In MRI, both T1- and T2-weighted images show low signal intensity, and malignancy can be predicted by referring to the clarity of the tumor margin and the degree of invasion of surrounding tissues [7].
Treatment requires extensive surgical resection due to the aggressive nature of the tumor and high local recurrence and metastasis rates. In the advanced stage of SGC, a safety margin of 0.5 to 1.0 cm should be secured with digital amputation [3]. In 1990, it was first reported that Dhawan treated SGC at the fingertip through Mohs micrographic surgery [8]. Ten years later, a case in which Chang et al. [2] treated MNH on the fingertip of the right index finger with clear resection margin was introduced. In the above cases, no focal lymph node or distant metastasis was observed. Therefore, only margin-free resection was used to finish treatment without recurrence and prevent distal amputation [2]. In our case, bone erosion was observed in the image based on the pathological findings. Thus, it resulted in distal amputation.

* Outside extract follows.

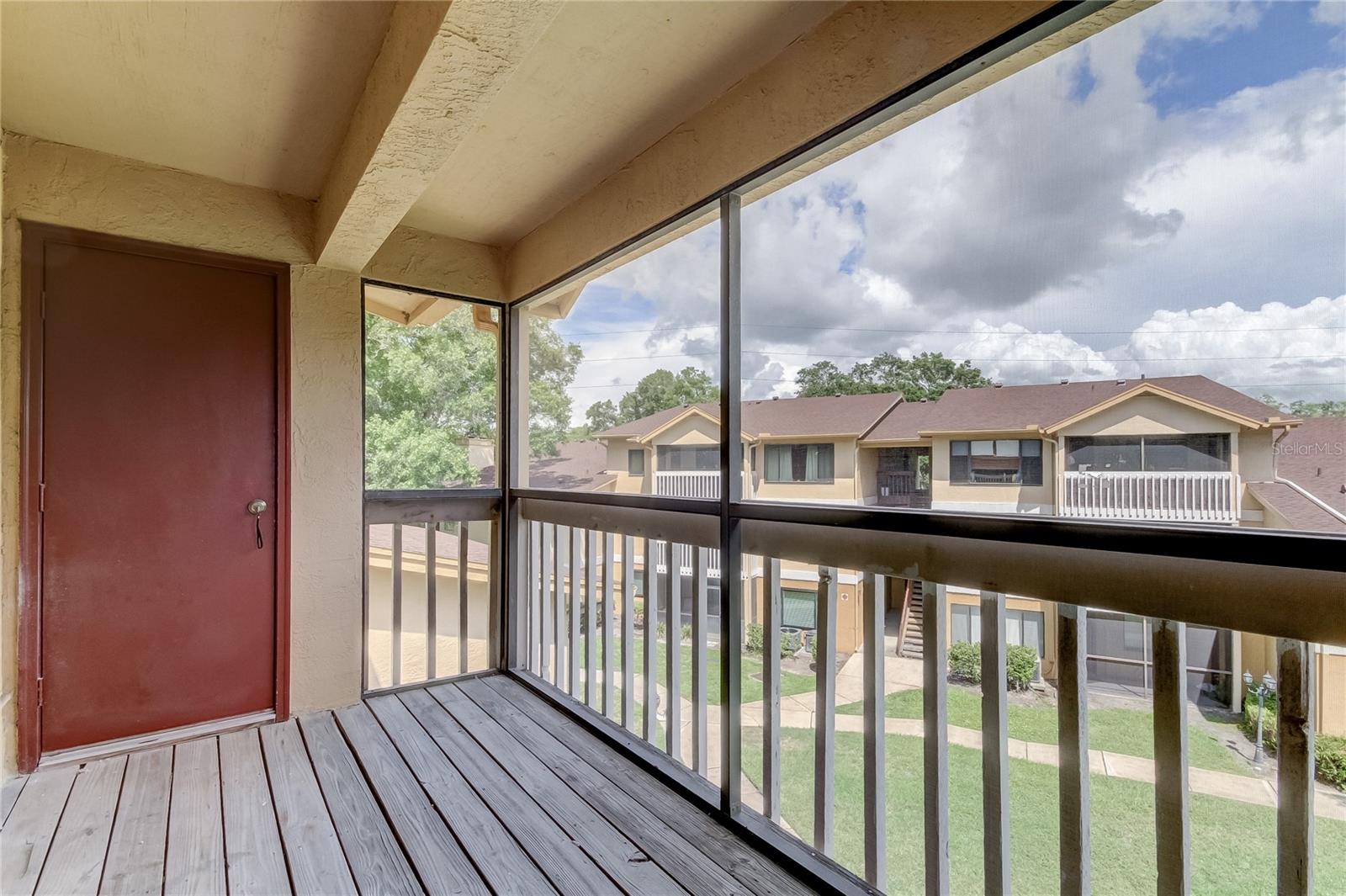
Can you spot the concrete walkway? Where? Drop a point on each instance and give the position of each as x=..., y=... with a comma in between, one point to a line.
x=798, y=711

According to Robson et al. [9], high mitotic counts, lymphovascular invasion, and tumor depth greater than 7 mm in SGC have a poor prognosis and require sentinel lymph node biopsy (SLNB). SLNB helps to identify metastasis early. We did not perform SLNB because we did not suspect malignancy at the time of the first operation, and we confirmed that there was no metastasis through PET-CT at the cancer center.

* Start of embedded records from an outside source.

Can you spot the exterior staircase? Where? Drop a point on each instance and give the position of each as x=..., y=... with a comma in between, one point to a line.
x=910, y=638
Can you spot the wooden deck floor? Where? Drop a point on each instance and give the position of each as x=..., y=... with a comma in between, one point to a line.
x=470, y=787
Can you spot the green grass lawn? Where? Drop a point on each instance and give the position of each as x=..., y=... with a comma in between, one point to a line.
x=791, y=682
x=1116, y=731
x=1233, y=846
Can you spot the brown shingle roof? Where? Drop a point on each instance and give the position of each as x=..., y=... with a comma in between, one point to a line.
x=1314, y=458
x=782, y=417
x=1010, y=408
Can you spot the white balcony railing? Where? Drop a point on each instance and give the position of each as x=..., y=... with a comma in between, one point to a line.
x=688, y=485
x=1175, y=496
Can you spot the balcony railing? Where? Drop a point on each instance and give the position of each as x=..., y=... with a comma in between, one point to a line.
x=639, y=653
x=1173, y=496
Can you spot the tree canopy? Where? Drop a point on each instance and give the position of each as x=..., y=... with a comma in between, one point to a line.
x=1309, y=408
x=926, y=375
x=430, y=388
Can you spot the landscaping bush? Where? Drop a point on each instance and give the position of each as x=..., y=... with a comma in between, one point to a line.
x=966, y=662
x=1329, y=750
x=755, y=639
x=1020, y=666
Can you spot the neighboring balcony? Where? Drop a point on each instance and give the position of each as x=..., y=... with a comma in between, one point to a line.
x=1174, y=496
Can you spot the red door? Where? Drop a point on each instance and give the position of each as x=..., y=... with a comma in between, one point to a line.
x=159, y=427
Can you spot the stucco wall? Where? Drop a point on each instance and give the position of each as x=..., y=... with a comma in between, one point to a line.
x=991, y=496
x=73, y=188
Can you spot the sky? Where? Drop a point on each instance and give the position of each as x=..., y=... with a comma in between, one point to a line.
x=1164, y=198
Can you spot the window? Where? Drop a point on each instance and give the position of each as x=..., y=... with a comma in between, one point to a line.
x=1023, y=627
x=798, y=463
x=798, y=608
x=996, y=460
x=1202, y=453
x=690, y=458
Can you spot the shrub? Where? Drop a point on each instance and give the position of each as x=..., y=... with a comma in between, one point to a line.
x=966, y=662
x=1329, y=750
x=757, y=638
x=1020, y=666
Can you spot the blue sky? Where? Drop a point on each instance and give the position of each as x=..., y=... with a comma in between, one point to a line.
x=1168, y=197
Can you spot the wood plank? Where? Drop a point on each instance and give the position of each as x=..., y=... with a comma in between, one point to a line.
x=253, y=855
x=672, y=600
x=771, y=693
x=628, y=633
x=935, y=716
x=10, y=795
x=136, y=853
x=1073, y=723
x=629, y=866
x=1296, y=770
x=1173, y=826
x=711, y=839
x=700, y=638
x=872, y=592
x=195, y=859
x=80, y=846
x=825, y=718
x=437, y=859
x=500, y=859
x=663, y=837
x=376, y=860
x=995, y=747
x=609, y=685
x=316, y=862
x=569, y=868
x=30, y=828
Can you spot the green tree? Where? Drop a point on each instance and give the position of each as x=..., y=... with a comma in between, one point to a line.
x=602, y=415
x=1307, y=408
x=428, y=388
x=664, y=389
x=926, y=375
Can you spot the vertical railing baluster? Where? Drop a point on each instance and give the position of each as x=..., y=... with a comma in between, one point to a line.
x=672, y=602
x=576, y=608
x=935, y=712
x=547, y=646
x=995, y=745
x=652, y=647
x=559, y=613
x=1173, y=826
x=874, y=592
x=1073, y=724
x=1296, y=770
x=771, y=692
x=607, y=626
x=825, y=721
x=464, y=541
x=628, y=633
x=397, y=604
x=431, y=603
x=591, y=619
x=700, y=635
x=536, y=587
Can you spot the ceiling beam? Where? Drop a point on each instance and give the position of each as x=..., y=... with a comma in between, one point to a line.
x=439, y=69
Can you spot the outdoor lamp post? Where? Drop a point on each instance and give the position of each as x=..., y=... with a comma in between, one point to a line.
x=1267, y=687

We missed the bone erosion in the preoperative X-ray and MRI, and the small bone erosion was not visually confirmed even during the operation, so we suspected it to be benign and performed the operation.

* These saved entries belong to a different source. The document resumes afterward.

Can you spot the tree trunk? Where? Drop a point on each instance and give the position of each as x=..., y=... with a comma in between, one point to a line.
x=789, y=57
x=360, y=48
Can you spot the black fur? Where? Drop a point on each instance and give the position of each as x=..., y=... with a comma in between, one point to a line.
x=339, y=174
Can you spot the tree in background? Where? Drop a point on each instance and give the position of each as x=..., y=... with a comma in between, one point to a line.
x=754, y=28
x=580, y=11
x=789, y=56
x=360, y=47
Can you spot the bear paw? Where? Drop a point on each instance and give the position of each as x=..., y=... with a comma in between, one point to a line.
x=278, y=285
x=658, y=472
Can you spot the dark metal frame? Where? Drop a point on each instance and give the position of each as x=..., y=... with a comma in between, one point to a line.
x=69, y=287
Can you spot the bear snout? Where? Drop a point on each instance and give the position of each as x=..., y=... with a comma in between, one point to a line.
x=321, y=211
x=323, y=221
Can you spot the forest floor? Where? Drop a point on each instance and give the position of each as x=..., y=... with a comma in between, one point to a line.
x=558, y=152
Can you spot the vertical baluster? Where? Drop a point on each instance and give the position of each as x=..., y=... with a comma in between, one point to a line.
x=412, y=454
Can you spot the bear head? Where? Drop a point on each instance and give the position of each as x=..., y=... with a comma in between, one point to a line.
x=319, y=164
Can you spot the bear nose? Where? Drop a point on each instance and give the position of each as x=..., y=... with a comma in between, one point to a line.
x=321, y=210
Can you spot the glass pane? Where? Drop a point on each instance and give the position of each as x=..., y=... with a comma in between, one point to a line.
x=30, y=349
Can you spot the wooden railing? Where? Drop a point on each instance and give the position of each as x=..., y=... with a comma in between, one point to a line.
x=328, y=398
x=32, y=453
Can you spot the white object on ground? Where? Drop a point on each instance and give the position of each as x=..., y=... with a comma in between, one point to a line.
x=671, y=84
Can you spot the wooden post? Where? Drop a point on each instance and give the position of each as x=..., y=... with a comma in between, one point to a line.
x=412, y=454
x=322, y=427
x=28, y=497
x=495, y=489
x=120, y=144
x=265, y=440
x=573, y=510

In conclusion, for a mass that grows slowly, rapidly increases in size, and shows ulcers on the skin, an accurate diagnosis should be made through accurate imaging and histological examination after surgery. Also, if margin-free resection can be performed during the second operation, digital amputation should be avoided, but if tumor margins show evidence of bone invasion, local recurrence and metastasis should be prevented through digital amputation.

Conflicts of interest

The authors have nothing to disclose.

Fig. 1.
A 55-year-old male visited with a 1.5×3.0-cm firm mass. It started 1 year ago and rapidly increased in size from 3 weeks ago with central ulceration and bleeding.
Fig. 2.
(A) Possibility of hemangioma due to increased vascularity around the mass on ultrasonography. (B) Official reading from the radiologist confirmed that it did not show any unusual findings on magnetic resonance imaging.
Fig. 3.
During the first operation, the firm solitary mass was removed with the stalk.
Fig. 4.
(A) Low power view show circumscribed tumor nodule and cystic areas surrounded by a hyaline stroma (H&E stain, ×10). (B) The tumor shows extensive necrosis (asterisks) (H&E stain, ×40). (C) Duct-like structure (empty arrowhead) and cytoplasmic lumen (solid arrowhead) are evident. The tumor cells have pleomorphic and hyperchromatic nuclei (H&E stain, ×400). (D) Mitotic figures (solid arrowhead) are easily found (H&E stain, ×400). Nucleoli are prominent.
Fig. 5.
(A) No distant metastasis was observed on positron emission tomography-computed tomography. (B, C) Radical amputation was performed due to bone erosive lesions of the distal phalanx found on magnetic resonance imaging re-reading.
Fig. 6.
No specific complaints and no evidence of metastasis after 1 year.